O texto descorporificado.
Implicações para as disciplinas do texto.
Neste tópico, iremos explorar conceitos materiais de texto digital que, como vou sugerir, nos permitirão entender com maior profundidade as consequências das tecnologias computacionais para o trabalho filológico (e, paralelamente, também para o trabalho com o texto em algumas linhas da linguística).
Essencialmente, examinaremos os conceitos do texto como algoritmo (Eggert, 2010), do texto descorporificado (Paixão de Sousa, 2013), da redocumentarização (Pédauque, 2004 e outros), e da anotação textual como representação do conhecimento (Unsworth, 2004 e outros), e exploraremos suas consequências para o trabalho filológico.
Nesse exame conceitual, partiremos de um fato central e inescapável: o ‘texto’, no meio digital, é materialmente, uma fórmula matemática que representa um texto.


Em seguida, irei sugerir que esta contingência material do texto digital, longe de limitar o trabalho filológico, liberta-o.
Nisso, seguiremos a seguinte observação de A. Emiliano:
As tecnologias da informação põem hoje à disposição dos filólogos variadíssimos recursos (aplicações, utilitários, redes, suportes para armazenamento de grandes quantidades de texto) para editar, processar e analisar textos medievais. A representação tipográfica de textos medievais é uma das áreas que sofreu grandes avanços nas últimas décadas, com o desenvolvimento da tecnologia tipográfica digital, com o estabelecimento de diversas normas internacionais para representação de caracteres de escrita, e com o surgimento e desenvolvimento de aplicações de linguagens de anotação (“markup languages”). Estes desenvolvimentos e avanços interpelam decisivamente os filólogos portugueses, que são obrigados a repensar os procedimentos e estratégias editoriais praticados até o advento e generalização do computador pessoal: não é possível continuar a pensar as edições como objectos fechados e fixados imutavelmente na página impressa em papel, ou como simples transposições dos textos medievais para o suporte impresso através da utilização do escasso número de caracteres contido na versão moderna do alfabeto romano.
António Emiliano, Tipo Medieval para Computador: uma ferramenta informática para linguistas, historiadores da língua e paleógrafos, 2005. Meus grifos.

Paleografia digital
Na investigação conceitual do texto sugerida aqui, examinaremos alguns projetos e trabalhos na área da paleografia que exploraram com profundidade as possibilidades abertas pelas características materiais do texto digital, quebrando alguns paradigmas ligados à escrita manual e mecânica.
Projetos interessantes
Começamos destacando projetos (e ferramentas) que abordam a análise e o tratamento da paleografia de documentos medievais e renascentistas.
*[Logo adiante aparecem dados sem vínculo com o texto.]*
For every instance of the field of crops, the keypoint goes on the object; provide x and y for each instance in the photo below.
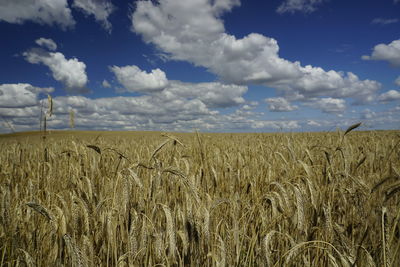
(147, 199)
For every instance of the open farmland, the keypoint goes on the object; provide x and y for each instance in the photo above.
(130, 199)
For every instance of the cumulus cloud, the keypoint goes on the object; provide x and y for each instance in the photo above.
(100, 9)
(389, 53)
(383, 21)
(305, 6)
(193, 31)
(212, 94)
(106, 84)
(328, 105)
(279, 104)
(135, 80)
(71, 72)
(47, 43)
(397, 81)
(313, 123)
(20, 95)
(39, 11)
(391, 95)
(286, 125)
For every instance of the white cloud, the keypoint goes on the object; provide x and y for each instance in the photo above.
(47, 43)
(20, 95)
(284, 125)
(71, 72)
(397, 81)
(106, 84)
(328, 105)
(212, 94)
(193, 31)
(383, 21)
(391, 95)
(100, 9)
(39, 11)
(313, 123)
(279, 104)
(367, 114)
(389, 53)
(135, 80)
(305, 6)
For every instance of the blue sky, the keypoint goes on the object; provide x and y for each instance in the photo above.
(218, 66)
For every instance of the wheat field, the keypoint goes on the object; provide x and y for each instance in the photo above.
(159, 199)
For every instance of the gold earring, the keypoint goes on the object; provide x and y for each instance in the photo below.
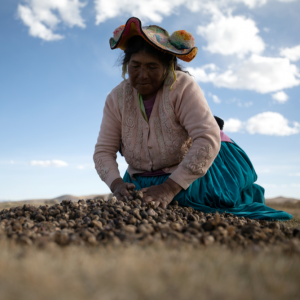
(124, 71)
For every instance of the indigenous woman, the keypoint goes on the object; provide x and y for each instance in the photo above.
(172, 143)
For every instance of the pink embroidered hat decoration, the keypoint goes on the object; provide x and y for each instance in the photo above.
(181, 43)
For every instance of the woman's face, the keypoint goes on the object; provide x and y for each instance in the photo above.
(146, 74)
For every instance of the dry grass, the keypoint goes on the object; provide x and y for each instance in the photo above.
(145, 273)
(291, 208)
(157, 272)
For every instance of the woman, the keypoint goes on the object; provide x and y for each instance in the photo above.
(168, 135)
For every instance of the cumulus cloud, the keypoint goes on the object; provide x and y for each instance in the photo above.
(294, 174)
(155, 10)
(258, 73)
(267, 123)
(215, 98)
(292, 54)
(41, 17)
(271, 123)
(280, 97)
(232, 35)
(49, 163)
(233, 125)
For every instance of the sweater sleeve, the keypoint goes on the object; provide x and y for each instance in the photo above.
(193, 113)
(108, 142)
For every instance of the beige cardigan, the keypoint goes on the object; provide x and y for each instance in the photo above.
(182, 136)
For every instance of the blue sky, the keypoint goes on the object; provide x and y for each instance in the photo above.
(56, 69)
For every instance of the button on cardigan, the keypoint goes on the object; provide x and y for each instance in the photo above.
(182, 132)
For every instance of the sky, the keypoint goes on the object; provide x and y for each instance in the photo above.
(56, 70)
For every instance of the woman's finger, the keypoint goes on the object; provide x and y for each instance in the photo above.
(148, 199)
(125, 192)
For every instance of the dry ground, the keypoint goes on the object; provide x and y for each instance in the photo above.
(145, 273)
(158, 272)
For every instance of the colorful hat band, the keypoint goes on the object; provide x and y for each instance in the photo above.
(181, 43)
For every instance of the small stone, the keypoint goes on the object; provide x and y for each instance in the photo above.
(145, 228)
(40, 218)
(151, 212)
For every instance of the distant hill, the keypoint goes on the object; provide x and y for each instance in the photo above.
(281, 199)
(6, 204)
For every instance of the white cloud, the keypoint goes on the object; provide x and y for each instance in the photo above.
(258, 73)
(215, 98)
(155, 10)
(281, 97)
(271, 123)
(232, 35)
(233, 125)
(292, 54)
(267, 123)
(294, 174)
(146, 10)
(48, 163)
(39, 16)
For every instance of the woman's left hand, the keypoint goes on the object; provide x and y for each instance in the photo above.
(161, 194)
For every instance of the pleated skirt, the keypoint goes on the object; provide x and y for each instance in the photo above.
(228, 186)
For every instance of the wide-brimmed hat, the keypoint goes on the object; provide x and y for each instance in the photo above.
(181, 43)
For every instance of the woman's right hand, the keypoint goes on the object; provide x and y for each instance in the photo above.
(121, 189)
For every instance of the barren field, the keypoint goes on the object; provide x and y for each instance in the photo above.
(257, 268)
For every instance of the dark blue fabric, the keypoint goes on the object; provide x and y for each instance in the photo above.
(227, 186)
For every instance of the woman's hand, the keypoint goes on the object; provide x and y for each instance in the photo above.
(161, 194)
(120, 189)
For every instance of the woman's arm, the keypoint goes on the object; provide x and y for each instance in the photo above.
(193, 113)
(108, 142)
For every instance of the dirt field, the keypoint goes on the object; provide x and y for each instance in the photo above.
(152, 272)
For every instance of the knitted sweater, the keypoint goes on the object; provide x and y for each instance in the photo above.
(182, 137)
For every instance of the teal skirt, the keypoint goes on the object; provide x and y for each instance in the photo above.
(228, 186)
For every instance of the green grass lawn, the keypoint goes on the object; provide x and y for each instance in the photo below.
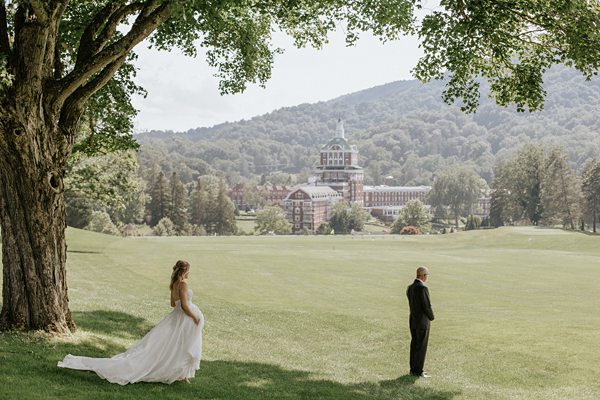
(322, 317)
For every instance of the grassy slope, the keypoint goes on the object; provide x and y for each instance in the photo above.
(326, 317)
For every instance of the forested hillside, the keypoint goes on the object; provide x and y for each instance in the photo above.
(403, 131)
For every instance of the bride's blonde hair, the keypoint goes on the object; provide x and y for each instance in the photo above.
(180, 268)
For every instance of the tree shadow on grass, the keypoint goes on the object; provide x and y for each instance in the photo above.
(30, 371)
(114, 323)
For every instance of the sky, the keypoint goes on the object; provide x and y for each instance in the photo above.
(183, 93)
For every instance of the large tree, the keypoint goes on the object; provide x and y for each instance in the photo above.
(561, 191)
(63, 62)
(458, 189)
(591, 189)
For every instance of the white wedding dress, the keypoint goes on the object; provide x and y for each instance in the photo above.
(171, 351)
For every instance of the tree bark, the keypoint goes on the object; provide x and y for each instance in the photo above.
(32, 217)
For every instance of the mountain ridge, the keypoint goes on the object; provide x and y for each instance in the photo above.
(402, 129)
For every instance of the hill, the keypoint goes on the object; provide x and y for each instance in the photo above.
(402, 129)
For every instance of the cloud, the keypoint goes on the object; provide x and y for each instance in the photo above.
(183, 93)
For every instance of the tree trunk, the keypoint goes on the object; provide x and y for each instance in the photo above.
(32, 217)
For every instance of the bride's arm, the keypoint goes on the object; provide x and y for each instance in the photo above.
(184, 302)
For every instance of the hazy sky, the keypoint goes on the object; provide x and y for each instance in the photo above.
(183, 94)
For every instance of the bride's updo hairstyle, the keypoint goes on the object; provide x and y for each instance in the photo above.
(180, 268)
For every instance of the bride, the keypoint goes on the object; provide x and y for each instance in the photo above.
(170, 352)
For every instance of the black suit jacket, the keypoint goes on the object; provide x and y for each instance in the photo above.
(420, 305)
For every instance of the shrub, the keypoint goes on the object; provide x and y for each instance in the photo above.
(100, 222)
(410, 230)
(165, 227)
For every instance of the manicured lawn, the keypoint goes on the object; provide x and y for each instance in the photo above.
(321, 317)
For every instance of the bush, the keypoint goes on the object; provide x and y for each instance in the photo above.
(410, 230)
(473, 222)
(100, 222)
(165, 227)
(324, 229)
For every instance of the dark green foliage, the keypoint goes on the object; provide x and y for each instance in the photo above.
(272, 219)
(345, 219)
(457, 189)
(591, 190)
(412, 214)
(107, 183)
(178, 208)
(211, 206)
(510, 44)
(561, 191)
(473, 222)
(324, 229)
(160, 195)
(410, 230)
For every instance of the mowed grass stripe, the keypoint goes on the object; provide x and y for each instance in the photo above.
(326, 317)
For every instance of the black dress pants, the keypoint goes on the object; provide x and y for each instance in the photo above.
(418, 349)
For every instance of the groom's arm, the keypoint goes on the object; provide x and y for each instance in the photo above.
(427, 304)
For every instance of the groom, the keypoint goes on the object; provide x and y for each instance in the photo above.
(420, 315)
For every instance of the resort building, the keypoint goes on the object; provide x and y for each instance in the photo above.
(338, 167)
(308, 206)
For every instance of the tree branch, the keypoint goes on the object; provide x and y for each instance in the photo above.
(141, 29)
(4, 40)
(39, 11)
(86, 43)
(74, 104)
(111, 25)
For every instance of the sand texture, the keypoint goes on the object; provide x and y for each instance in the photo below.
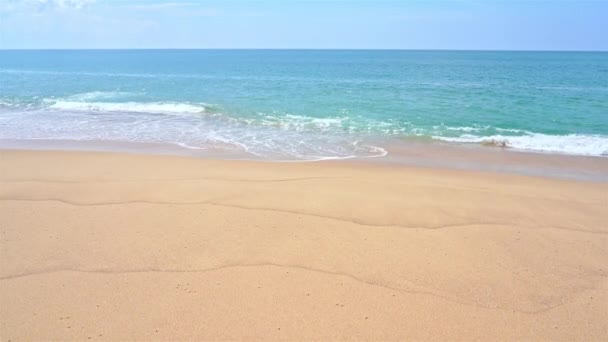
(117, 246)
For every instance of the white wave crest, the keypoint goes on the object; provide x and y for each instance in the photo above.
(592, 145)
(99, 95)
(129, 107)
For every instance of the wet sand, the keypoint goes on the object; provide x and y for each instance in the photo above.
(121, 246)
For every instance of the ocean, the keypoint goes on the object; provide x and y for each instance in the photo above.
(307, 104)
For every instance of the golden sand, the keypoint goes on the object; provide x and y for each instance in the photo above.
(118, 246)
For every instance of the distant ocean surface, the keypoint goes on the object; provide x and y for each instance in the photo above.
(308, 104)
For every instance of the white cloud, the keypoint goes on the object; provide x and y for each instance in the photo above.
(39, 5)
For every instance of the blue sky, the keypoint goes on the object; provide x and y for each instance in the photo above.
(383, 24)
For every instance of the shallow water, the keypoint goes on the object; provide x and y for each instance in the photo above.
(308, 104)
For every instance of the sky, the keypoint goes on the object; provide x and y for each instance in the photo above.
(321, 24)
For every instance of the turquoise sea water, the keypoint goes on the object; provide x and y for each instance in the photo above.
(308, 104)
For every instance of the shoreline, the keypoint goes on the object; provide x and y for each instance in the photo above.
(412, 153)
(102, 245)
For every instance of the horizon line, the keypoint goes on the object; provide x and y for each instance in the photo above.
(292, 49)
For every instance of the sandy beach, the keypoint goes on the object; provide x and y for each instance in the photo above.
(110, 246)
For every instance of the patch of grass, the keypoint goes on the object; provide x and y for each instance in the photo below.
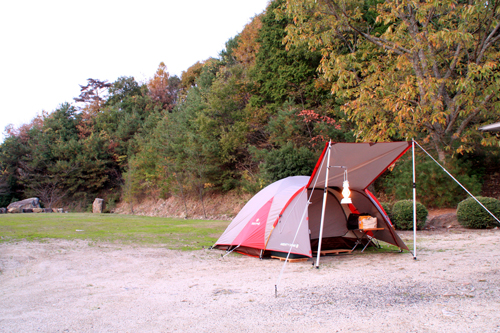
(172, 233)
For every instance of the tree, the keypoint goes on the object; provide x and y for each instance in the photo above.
(407, 69)
(281, 74)
(162, 89)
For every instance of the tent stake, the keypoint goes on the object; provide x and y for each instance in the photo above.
(414, 202)
(466, 190)
(324, 204)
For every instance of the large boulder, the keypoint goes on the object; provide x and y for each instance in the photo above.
(25, 204)
(98, 206)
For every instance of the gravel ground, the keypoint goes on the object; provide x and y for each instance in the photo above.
(77, 286)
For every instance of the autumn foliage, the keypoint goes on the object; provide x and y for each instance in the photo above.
(299, 74)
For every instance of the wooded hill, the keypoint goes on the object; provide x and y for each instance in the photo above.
(299, 74)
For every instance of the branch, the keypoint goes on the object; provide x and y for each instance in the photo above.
(466, 122)
(490, 40)
(383, 43)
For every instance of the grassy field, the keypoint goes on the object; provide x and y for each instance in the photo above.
(172, 233)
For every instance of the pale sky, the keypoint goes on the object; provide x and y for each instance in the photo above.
(48, 48)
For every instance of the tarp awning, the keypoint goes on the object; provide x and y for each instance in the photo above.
(364, 163)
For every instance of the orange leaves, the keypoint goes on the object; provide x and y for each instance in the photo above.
(248, 46)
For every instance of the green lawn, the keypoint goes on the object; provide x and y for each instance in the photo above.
(128, 229)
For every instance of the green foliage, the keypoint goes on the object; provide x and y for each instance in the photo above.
(402, 215)
(282, 74)
(288, 161)
(387, 206)
(435, 188)
(471, 215)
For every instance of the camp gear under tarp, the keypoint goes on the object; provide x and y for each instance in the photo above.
(290, 214)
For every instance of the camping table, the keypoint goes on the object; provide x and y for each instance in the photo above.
(364, 235)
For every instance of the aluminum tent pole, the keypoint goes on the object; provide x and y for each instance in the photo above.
(324, 204)
(414, 202)
(466, 190)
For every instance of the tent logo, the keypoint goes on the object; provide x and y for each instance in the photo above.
(290, 245)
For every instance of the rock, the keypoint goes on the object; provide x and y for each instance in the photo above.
(25, 204)
(98, 206)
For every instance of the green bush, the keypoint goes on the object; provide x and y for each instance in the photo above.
(402, 215)
(471, 215)
(434, 187)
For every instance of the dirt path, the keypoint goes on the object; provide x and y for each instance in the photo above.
(61, 286)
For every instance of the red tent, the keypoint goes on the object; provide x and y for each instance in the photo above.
(296, 213)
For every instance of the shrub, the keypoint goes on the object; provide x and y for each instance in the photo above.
(402, 215)
(471, 215)
(434, 187)
(387, 206)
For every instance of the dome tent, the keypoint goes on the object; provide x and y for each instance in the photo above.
(296, 213)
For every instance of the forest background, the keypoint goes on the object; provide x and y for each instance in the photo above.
(299, 74)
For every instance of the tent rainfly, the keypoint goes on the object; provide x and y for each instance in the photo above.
(296, 214)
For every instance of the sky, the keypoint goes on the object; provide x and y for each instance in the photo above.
(48, 48)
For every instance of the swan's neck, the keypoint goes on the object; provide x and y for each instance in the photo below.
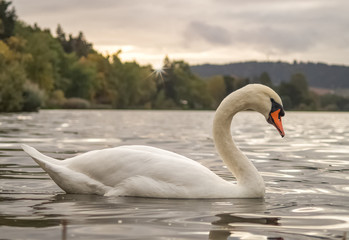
(241, 167)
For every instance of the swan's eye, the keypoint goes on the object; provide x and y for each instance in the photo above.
(276, 106)
(275, 115)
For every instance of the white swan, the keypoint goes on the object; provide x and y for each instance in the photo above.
(144, 171)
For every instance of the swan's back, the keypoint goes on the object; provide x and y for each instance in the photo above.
(133, 171)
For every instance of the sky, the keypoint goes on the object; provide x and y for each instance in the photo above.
(202, 31)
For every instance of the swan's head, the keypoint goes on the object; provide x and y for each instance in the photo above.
(268, 103)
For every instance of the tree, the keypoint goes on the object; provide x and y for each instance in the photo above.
(12, 78)
(7, 20)
(184, 88)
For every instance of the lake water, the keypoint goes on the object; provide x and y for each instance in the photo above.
(306, 174)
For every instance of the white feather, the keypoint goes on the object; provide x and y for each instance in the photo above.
(151, 172)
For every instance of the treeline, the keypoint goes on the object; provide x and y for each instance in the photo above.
(295, 93)
(39, 70)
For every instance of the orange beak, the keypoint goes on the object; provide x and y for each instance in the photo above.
(275, 119)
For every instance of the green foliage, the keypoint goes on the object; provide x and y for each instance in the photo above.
(78, 45)
(12, 78)
(7, 20)
(76, 103)
(32, 97)
(40, 70)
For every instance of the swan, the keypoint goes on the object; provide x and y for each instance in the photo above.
(144, 171)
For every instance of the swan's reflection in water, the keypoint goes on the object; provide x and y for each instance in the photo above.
(228, 223)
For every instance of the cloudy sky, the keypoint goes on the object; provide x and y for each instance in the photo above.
(202, 31)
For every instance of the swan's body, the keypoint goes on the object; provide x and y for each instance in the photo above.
(144, 171)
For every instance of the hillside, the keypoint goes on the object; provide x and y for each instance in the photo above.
(318, 75)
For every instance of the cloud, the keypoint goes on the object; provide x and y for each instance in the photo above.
(211, 34)
(228, 28)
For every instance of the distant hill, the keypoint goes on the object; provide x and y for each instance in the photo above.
(319, 75)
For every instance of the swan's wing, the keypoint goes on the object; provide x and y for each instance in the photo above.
(67, 179)
(116, 166)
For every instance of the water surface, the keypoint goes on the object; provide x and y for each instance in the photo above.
(306, 174)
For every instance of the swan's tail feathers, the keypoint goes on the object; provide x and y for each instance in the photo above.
(41, 159)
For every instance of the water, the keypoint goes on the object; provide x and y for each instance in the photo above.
(306, 174)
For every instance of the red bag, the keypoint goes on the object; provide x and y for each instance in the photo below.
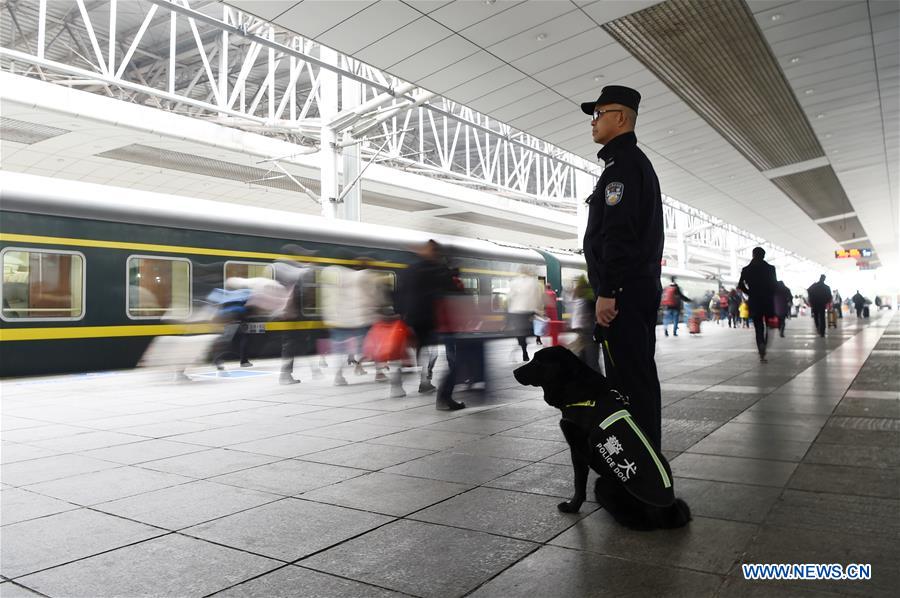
(386, 341)
(670, 297)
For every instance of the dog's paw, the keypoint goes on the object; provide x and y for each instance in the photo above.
(570, 506)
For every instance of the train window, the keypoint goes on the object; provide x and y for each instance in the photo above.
(158, 287)
(470, 284)
(42, 285)
(248, 270)
(499, 294)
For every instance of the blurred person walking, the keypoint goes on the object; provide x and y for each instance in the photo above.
(673, 300)
(782, 305)
(524, 300)
(819, 296)
(419, 288)
(758, 281)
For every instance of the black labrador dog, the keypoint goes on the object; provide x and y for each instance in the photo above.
(635, 481)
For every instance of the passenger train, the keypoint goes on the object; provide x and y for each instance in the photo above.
(91, 273)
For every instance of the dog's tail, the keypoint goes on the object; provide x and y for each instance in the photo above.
(678, 514)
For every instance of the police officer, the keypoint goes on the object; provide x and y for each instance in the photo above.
(623, 246)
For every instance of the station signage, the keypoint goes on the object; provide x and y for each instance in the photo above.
(852, 253)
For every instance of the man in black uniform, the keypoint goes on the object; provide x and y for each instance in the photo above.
(623, 246)
(759, 282)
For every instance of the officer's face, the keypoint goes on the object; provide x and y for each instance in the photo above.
(604, 127)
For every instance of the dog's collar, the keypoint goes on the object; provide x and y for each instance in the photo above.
(582, 404)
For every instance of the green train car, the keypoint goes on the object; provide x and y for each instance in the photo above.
(91, 274)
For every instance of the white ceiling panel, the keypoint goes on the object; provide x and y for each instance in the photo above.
(514, 21)
(368, 26)
(403, 43)
(560, 30)
(264, 9)
(562, 52)
(485, 84)
(312, 18)
(464, 13)
(460, 72)
(603, 11)
(434, 58)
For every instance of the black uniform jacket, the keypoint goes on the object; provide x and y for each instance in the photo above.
(759, 281)
(624, 236)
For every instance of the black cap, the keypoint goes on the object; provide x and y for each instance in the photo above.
(614, 94)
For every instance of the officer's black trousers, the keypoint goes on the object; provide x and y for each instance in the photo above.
(629, 349)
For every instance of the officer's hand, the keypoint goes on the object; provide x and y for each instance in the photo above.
(606, 310)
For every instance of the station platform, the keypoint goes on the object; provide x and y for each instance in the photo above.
(127, 484)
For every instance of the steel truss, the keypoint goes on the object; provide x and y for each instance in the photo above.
(212, 61)
(206, 60)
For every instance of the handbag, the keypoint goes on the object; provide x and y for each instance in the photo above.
(386, 341)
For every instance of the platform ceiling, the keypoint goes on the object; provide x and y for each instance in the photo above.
(529, 63)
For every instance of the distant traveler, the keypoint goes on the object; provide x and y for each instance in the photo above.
(623, 246)
(758, 282)
(673, 300)
(782, 305)
(819, 296)
(859, 302)
(838, 303)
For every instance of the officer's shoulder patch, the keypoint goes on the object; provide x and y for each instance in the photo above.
(614, 192)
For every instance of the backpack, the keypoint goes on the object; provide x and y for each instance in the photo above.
(670, 296)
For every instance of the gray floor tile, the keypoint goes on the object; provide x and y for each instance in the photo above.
(37, 544)
(87, 441)
(169, 566)
(508, 447)
(710, 545)
(868, 407)
(188, 504)
(775, 449)
(422, 559)
(366, 455)
(288, 477)
(515, 514)
(11, 452)
(139, 452)
(433, 440)
(12, 590)
(853, 454)
(386, 493)
(56, 467)
(722, 500)
(457, 467)
(549, 479)
(733, 469)
(288, 529)
(783, 545)
(287, 445)
(680, 434)
(209, 463)
(288, 581)
(111, 484)
(839, 513)
(20, 505)
(554, 572)
(839, 479)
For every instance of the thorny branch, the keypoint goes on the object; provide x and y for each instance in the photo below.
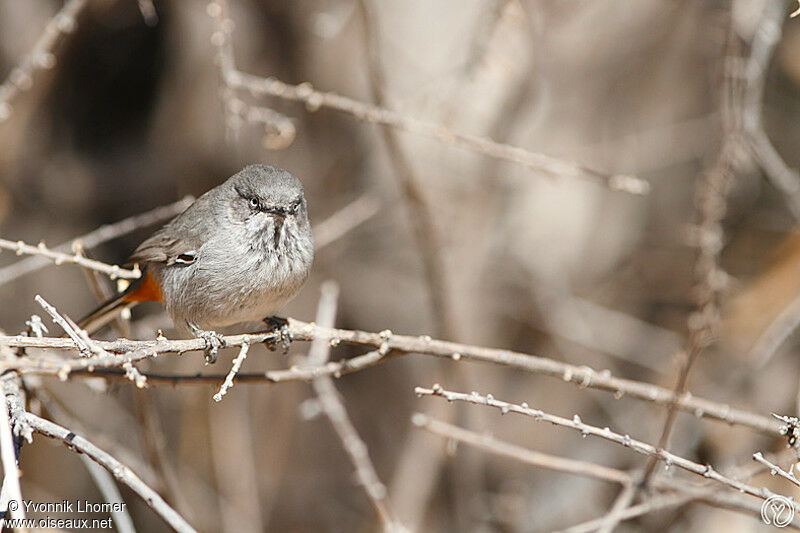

Leitura automática de manuscritos
Por fim, como exemplo emblemático das fronteiras a serem exploradas na relação entre a computação e o trabalho filológico, elegemos o campo da leitura automática de manuscritos – ou HTR, na sigla em inglês (Handwritten Text Recognition). Para muitos pesquisadores na área das humanidades digitais, da filologia e da arquivística, o desenvolvimento das tecnologias de HTR nos últimos dez anos representará a próxima revolução nessas áreas:
The automatic generation of accurate, machine readable transcriptions of digital images of handwritten material has long been an ideal of both researchers and institutions, and it is understood that with successful Handwritten Text Recognition (HTR) the next generation of digitized manuscripts promises to yet again extend and revolutionize the study of historical handwritten documents.
Terras, Melissa. ‘Inviting AI into the Archives: The Reception of Handwritten Recognition Technology into Historical Manuscript Transcription’. In Lise Jaillant (ed.), Archives, Access and Artificial Intelligence: Working with Born-Digital and Digitized Archival Collections. Bielefeld: Bielefeld University Press, 2022.


Bibliografia específica
Chaudiron, 2008; Clement, 2011; Eggert, 2010; Emiliano, 2005; Gillam, 2003; Gradmann & Meister, 2008; Lavagnino, 2007; Paixão de Sousa, 2009, 2013, 2014b; Pédauque, 2004, 2006, Rambaram-Olm, 2015; Salaün, 2007; Unsworth, 2004; Zöllner-Weber, 2009.